Au bout d’un petit moment, le patron se lance dans l’explication de ses malheurs vis à vis de la maréchaussée qui vient régulièrement l’emmerder, alors qu’ils savent très bien que ce garagiste est un travailleur de toute première efficacité, qu’il ne dispose pas de place pour faire ce travail et qu’ils pourraient avoir un tant soit peu d’intelligence en allant plutôt s’occuper du trottoir d’en face, là où sont garées quasi en permanence, en double file, des grosses berlines tous clignotants allumés, qu’il s’est déjà engueulé sévèrement avec l’un de ces minables verbaliseurs, qu’il en a cassé un pare-brise un jour avec menace à la clef au nez de l’abruti de flic et que le gars en a eu peur, qu’il n’est jamais revenu depuis etc. (si Michel M. n’avait pas insisté pour payer la réparation de son pneu, Pascal P. et lui y seraient encore).

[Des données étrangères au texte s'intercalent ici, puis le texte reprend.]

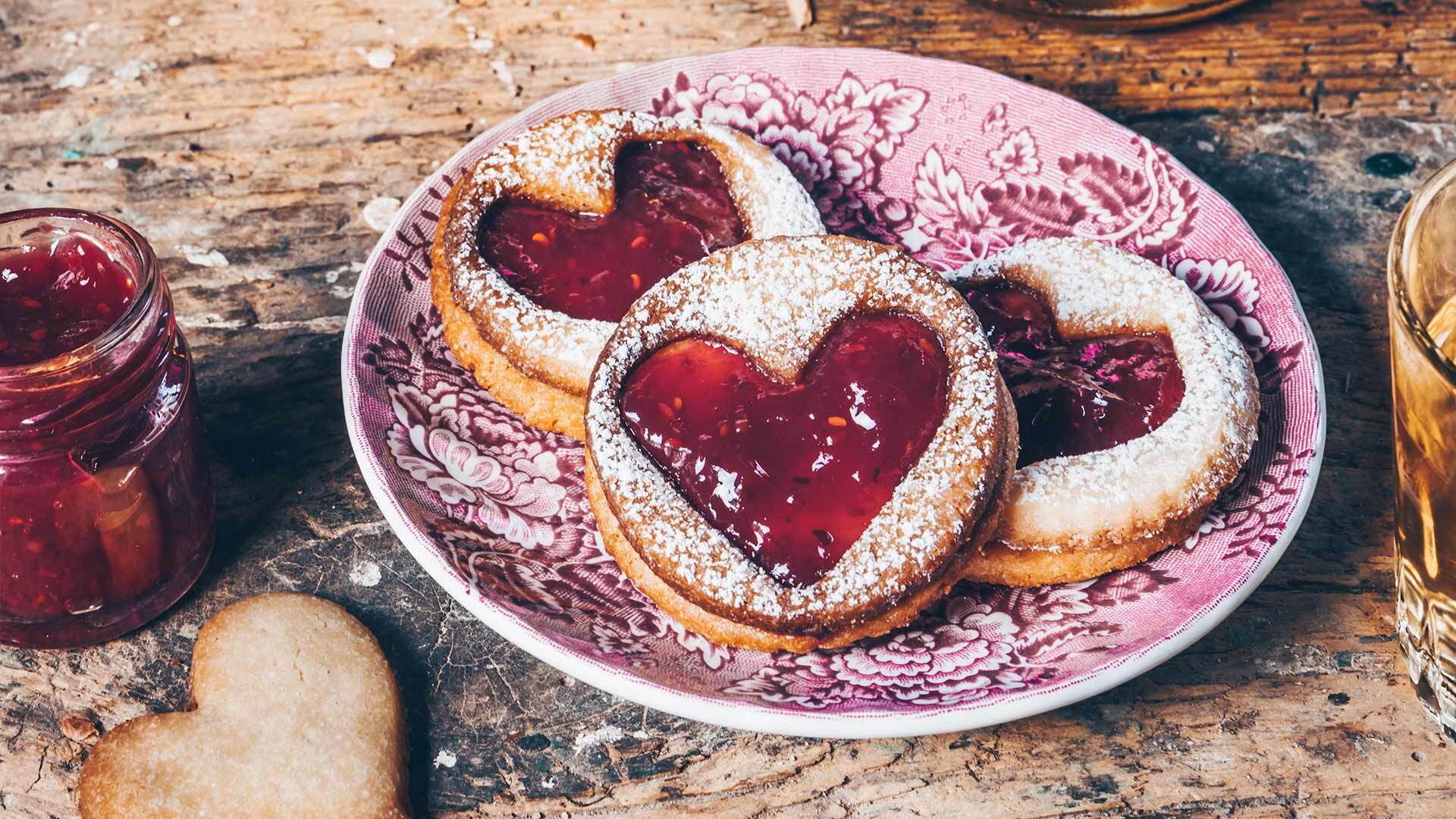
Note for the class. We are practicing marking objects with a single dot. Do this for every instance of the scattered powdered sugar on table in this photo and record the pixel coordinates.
(366, 573)
(76, 77)
(202, 257)
(379, 57)
(381, 212)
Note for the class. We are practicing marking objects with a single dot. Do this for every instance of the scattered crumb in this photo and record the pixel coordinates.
(367, 575)
(381, 212)
(133, 69)
(503, 72)
(202, 257)
(77, 727)
(801, 12)
(378, 57)
(76, 77)
(603, 735)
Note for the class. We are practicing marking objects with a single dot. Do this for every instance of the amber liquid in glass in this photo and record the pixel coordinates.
(1426, 507)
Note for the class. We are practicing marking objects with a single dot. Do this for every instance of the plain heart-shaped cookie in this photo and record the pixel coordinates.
(551, 235)
(294, 716)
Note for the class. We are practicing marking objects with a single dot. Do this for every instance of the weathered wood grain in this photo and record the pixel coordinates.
(261, 131)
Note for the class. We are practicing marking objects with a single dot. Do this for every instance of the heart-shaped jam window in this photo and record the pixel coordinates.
(673, 207)
(792, 472)
(1074, 397)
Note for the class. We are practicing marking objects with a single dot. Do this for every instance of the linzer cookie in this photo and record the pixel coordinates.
(546, 242)
(799, 442)
(1136, 409)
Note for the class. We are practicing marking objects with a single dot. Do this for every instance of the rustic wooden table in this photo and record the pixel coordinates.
(246, 140)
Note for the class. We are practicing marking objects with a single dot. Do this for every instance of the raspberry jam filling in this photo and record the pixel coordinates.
(55, 295)
(673, 207)
(792, 472)
(1075, 397)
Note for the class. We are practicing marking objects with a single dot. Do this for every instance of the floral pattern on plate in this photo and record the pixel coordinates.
(497, 512)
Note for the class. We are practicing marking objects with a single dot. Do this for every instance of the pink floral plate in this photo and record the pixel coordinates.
(951, 162)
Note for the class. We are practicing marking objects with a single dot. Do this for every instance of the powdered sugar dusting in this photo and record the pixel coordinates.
(568, 162)
(777, 300)
(1130, 490)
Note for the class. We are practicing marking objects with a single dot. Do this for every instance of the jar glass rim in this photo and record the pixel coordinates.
(147, 283)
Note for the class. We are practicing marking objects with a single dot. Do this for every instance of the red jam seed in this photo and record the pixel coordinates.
(57, 295)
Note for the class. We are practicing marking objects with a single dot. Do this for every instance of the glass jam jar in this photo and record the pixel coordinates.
(105, 496)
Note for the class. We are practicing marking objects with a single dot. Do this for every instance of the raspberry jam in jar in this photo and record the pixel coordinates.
(105, 497)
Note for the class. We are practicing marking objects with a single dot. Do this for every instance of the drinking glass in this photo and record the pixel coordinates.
(1423, 382)
(1116, 15)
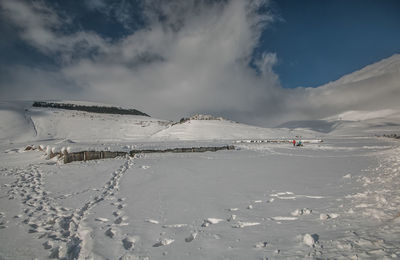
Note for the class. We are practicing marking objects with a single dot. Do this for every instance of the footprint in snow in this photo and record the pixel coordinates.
(164, 242)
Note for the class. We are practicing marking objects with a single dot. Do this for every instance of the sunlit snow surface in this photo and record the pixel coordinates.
(337, 199)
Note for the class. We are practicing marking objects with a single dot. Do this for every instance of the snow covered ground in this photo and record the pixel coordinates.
(336, 199)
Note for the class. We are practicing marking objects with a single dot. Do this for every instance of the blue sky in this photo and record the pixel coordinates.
(319, 41)
(240, 59)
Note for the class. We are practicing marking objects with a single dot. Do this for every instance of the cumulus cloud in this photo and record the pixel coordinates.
(190, 56)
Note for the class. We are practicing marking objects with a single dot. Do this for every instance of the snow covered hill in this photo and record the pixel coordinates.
(220, 130)
(21, 123)
(352, 123)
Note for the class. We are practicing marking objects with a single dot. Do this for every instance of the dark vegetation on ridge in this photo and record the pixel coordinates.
(92, 109)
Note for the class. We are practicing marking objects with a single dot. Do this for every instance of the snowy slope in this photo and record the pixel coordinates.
(352, 123)
(222, 130)
(15, 124)
(22, 122)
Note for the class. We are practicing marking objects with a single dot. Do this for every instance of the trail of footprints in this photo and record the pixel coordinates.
(58, 226)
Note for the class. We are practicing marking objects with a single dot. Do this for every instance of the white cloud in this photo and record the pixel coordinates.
(192, 56)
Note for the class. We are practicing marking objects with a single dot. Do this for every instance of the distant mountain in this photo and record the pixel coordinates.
(363, 102)
(88, 107)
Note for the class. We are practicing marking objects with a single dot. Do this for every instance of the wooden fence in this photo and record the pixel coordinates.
(95, 155)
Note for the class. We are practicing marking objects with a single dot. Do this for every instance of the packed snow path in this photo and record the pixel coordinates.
(63, 230)
(338, 199)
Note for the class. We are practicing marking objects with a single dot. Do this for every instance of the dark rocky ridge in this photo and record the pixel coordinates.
(91, 109)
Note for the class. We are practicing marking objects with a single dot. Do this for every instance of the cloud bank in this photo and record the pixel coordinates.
(188, 57)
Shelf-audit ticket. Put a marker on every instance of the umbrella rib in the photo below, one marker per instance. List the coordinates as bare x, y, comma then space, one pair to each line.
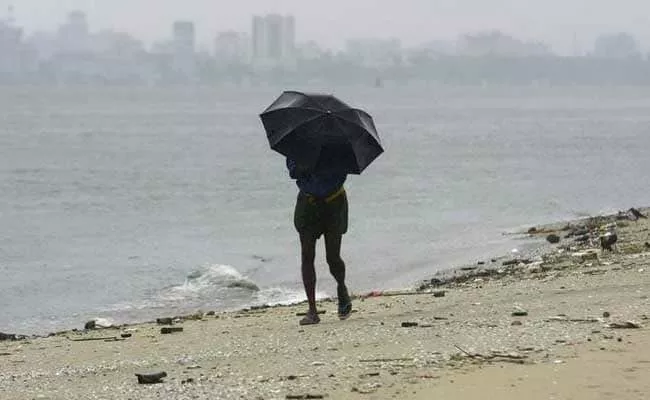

Quid de la réparation en elle-même ? La mousse, qui n’avait pas eu le temps de sécher (très important ça, car sinon le pneu est définitivement foutu en cas de nouvelle crevaison) été nettoyée. Le garagiste apprend au propriétaire (c’est fou comme on oublie ces petits aléas de la vie matérielle) que le pneu a déjà subi une crevaison (Michel M. apprend à cette occasion que chaque crevaison meurtrit à jamais son caoutchouc) et que ça lui fait donc trente Euros.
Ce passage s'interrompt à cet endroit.